Few former Prime Ministers have been as vocal in championing FE and skills as Gordon Brown, who has picked out skills for young people as “central” to Labour’s growth mission. He makes a hard-to-ignore call to action for the new chancellor to move skills and post-16 technical qualifications “from the sidelines to centre stage” in the upcoming budget.
Unfortunately, on the basis of Edge’s latest interim report, What do students really think about T Levels?, I’m not sure we can agree on the best way to do that.
Brown has recently written a foreword to a new report, Delivering Skills for Growth.

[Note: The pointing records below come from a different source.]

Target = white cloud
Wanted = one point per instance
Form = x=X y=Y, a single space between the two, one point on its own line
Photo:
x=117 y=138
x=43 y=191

The report blames the “critical skills gaps” (which we have highlighted consistently at Edge through our Skills Shortage Bulletins) on “failures in post-16 technical education”.
This is a grossly unfair argument, when technical skills and preparing young people for the world of work pre-16 have been supressed by policymakers embattled in ideological debates for decades.
The WPI Strategy report, “supported by” T Levels architect Lord Sainsbury, suggests: “T Levels are already producing strong outcomes. Almost all T Level completers move on to employment, apprenticeships, or university degrees”. This is intended to bolster the case for accelerating their roll-out and to ignore calls to pause and review the bonfire of BTECs.
However, our research finds that T Levels are not (yet) well enough established in the qualifications landscape for students to feel confident that employers and universities will value, recognise or even be aware of their qualification on completion.
Students told us they felt “apprehensive” about their prospects, sometimes limited by the very specialist nature of the course. The path to “good pay in the very sectors of the economy where we are experiencing key shortages” may be there, but it takes time to be realised.
That “almost all” who complete a T Level do not become NEET at the end of their course is not exactly the marker of successful outcomes you might expect from a report calling for their accelerated roll-out.
But critically, this claim also skirts the major challenge affecting T Levels: poor retention. It therefore masks a whole host of issues with the qualification which we must first examine and address, before cutting off viable alternatives for good.
T Levels have potential – but potential is where they currently stand
According to FE Week’s analysis, among the 2021/22 cohort, nearly one in three (31 per cent) of 16-year-old T Level students withdrew from their course. This compares with one in five students on other large VTQs and one in ten A Level students that same year.
The risk of making such bold claims is that we skew the truth and mislead young people.
During our focus groups, many students described having been ‘mis-sold’ the qualification. The actual experience of their T-Level course diverged significantly from their expectations, set by the guidance and information they received when making choices.
These include reliance on rote learning and PowerPoints over opportunities for practical, hands-on work, limited subject-specific teacher knowledge, high teacher turnover, as well as a lack of textbooks for certain courses and of past papers for exam preparation.
Where we can agree is on the importance of rocket-boosting communication and promotion efforts with employers.
Industry placements were a key selling point for the students we spoke to, and often their favourite part of the course. However, we heard how a limited pool of employers meant common delays (of more than a year) to commencing placements, causing unnecessary stress for students over whether they would actually be able to complete their qualification.
It’s great that 65 per cent of firms who hadn’t previously heard of a T Level would look at offering an industry placement, but we’ve got to make it easy for them. That means solid communication between parties, reliable guidance and support, flexible delivery and bureaucracy kept to an absolute minimum.
Of course, one way to force T Levels to ‘work’ is to remove the competition. That is definitely an option available to the new skills minister, who served under Brown at the end of the last Labour administration.
After all, the post-16 landscape is over-crowded. But there is a balance to strike. Our polling of adults in England at the start of this year revealed that 57 per cent think young people should actually have more choice in 16-18 education.
There are also much bigger questions around T Levels as a replacement for other level 3 technical qualifications:
- the chunkiness of the qualification
- squeezing out any room for modularity and ‘mix-and-match’ with other subjects (currently possible with BTECs and A Levels)
- whether a twin-track system of A Levels and T Levels would actually entrench divisions, undoing years of progress to build parity of esteem
- their value in a properly functioning apprenticeship system, with lower-level apprenticeships readily available to young people, and progression pathways onto degree apprenticeships for those wishing to pursue more ‘academic’ study.
T-Levels have potential. They sought to raise the status of technical qualifications, and that can only be a good thing. But potential is where they currently stand.
So, while young people, their advisers (parents and careers leaders), educators and employers get to grips with the many benefits that T Levels can offer and we resolve the teething issues to deliver high-quality provision and good outcomes for all young people, it would be re-miss to toy with the credible alternatives in the meantime.
It’s good to see healthy debate and challenge within the Labour party’s education and skills policy, but let’s listen to the views of young people undertaking these qualifications to make sure they don’t get caught in the crossfire.
Between October 2023 and May 2024, we visited 11 colleges across England, conducted 28 focus groups and 13 interviews with 210 T Level students (Foundation Level, Year 1 and Year 2), and 24 teachers and staff supporting T Level students.